Alarm bells continue to ring in the buy-to-let sector as the gap between the supply and demand for decent rental housing becomes even wider.

ARLA Propertymark members have reported that more prospective tenants are seeking properties, while stock diminishes. Their figures for April show there were 70 would-be tenants on average for each branch in January, compared to 59 in December. In contrast, supply dropped from 200 to 184 in the same period. The research is based on the response from 361 of its members, who also reported that 19% faced rent increases in January, compared to 16% in December.

ARLA Propertymark chief executive, David Cox, warns that renters are in for a tough 2018, if these figures are an indication of what the year holds. He pointed out that established landlords are being forced out of the market because of increased taxes. This is also putting off people who may have considered entering the sector. Thus, housing stock falls at the same time as the number of tenants increases because they cannot afford to buy a home. He said that tenants will continue to feel the pressure in terms of rent rises and dwindling stock until the buy-to-let market looks like a more attractive proposition for landlords.

These sentiments are backed up by figures from Your Move. Its rental tracker for England and Wales for February shows the annual growth of rents has gone up from 2.3% in December, by another 0.2% to 2.5% in January. The average rent for England and Wales is now £829. The fastest-growing rents are in the North West and East Midlands, which have risen 2.9% annually to an average of £636 and £652 per month, respectively. As expected, London remains the most expensive place for tenants, with average rents of £1,276 a month, although this does actually reflect a decrease of 0.8% annually. The North East remains the cheapest place for tenants in the UK and it had the biggest percentage fall of 2% to £534 a month.
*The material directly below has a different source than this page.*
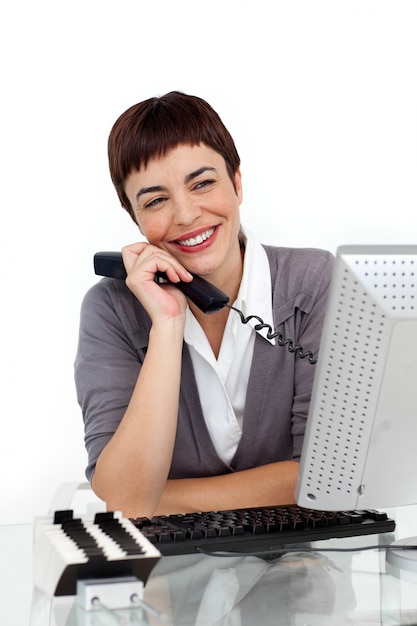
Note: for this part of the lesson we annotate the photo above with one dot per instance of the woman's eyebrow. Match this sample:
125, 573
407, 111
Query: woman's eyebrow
188, 178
Whilst the government concentrates on trying to increase home ownership, the people it is trying to help are feeling the pinch. Not only are rents increasing, but renters face more competition from fellow tenants for the properties that are available. If rents continue to rise, they will find it even more difficult to save up for a deposit to get on to the property ladder. Instead of penalising landlords with increased taxes and stamp duty, the government should be looking at ways to encourage further investment in the buy-to-let and build-to-let sectors.